Alan Dechert adechert at earthlink.net
Sun Jul 27 14:15:15 EDT 2003


"Ian Smith" <iandjmsmith at aol.com> wrote in message
news:2dc49b63.0307240824.4e1b2136 at posting.google.com...


> There's a lot of assumed knowledge in this discussion. I know nothing
> about electronic voting systems, I know almost nothing about Python as
> a programming language but I do know how to calculate values
> associated with the cumulative binomial distribution. A Javascript
> (sorry!) calculator for the binomial distribution amongst others can
> be found at http://members.aol.com/iandjmsmith/EXAMPLES.HTM.
> Javascript can be converted to Java, C etc quite easily. I would
> imagine with my lack of knowledge of Python you'll probably be better
> off doing the conversion yourself.
>
> The code is quick and accurate and can handle large sample sizes and
> very small probabilities which you probably need. There's even a
> calculator for the Hypergeometric distribution should you wish to do
> sampling without replacement calculations.
>
>
> Ian Smith
>
> P.S. the calculation of 70 is fine. If you don't want to calculate
> anything much more difficult then you probably don't need a calculator
> anyway.
>
Thanks, Ian.  I could not quite figure out if your binomial distribution
calculator would be applicable.

Here's what Bill Buck ( billbuck at cox.net ) sent me.  It turns out there is a
BINOMDIST function in Excel.  I think it might be what I want.

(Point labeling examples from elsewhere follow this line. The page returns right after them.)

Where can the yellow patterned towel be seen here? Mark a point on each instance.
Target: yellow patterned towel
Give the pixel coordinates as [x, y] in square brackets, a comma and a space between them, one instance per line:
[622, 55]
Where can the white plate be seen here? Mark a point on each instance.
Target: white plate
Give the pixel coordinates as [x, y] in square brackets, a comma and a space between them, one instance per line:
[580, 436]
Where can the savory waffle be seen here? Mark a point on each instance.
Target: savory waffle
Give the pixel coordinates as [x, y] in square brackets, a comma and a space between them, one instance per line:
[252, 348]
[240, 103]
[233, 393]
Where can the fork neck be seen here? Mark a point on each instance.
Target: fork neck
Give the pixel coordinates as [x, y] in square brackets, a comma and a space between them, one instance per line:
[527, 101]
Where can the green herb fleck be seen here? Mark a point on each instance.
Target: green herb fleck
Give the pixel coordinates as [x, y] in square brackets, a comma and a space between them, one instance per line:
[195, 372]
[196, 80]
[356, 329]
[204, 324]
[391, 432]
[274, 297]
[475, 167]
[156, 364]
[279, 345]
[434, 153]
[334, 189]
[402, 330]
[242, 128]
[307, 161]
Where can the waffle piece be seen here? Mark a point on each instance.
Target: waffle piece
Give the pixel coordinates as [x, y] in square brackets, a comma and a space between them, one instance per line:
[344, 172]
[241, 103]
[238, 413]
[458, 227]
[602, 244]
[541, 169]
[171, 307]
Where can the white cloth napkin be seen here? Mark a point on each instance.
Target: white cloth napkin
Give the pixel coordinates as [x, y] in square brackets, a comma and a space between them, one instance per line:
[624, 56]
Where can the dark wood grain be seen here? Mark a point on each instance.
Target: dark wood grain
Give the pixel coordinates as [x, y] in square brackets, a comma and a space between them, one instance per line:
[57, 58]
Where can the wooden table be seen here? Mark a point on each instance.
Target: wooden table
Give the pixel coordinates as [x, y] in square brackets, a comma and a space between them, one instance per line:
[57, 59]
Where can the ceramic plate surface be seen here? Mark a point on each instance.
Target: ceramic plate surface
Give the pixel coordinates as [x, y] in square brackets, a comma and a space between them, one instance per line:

http://home.earthlink.net/~adechert/LOTAcceptanceCalculator.xls

Let me try to clarify what I'm after.  The paper record should always match
the electronic record.  So the allowable defects is zero.  If there is a
mismatch found in the sample, we don't publish the electronic tally: we take
all the paper ballots and check them.

We are talking about an election conducted with computer-generated paper
ballots.  The paper ballots represent the actual vote since these ballots
are what voters actually saw, verified, and cast.  We will have an
electronic record obtained from the computers which should match each paper
ballot generated.  We want to use the electronic record since it will give
us an instant result -- but we have to check it against the paper ballots to
be sure the election result is correct.  So, in this scenario, the
electronic count is a prediction (or preliminary tally).

So, if by the preliminary electronic tally a candidate won a race by 1
percent, I want to know how many ballots we have to check (random sample) to
be certain that the result predicted is true.

When I put one million into this Confidence Level Calculator, and Acceptable
Quality Level of .01, a sample of 10,000 shows a confidence level of "1."  A
sample of 2000 give C.L of 0.999999998  Presumably, "1" is really
.9999999999+ more 9s.  Can we get more decimal places?

So I guess the Lot Fraction Defective is analgous to the predicted victory
margin.  Is that right?

I would still like a standalone calculator that doesn't require Excel.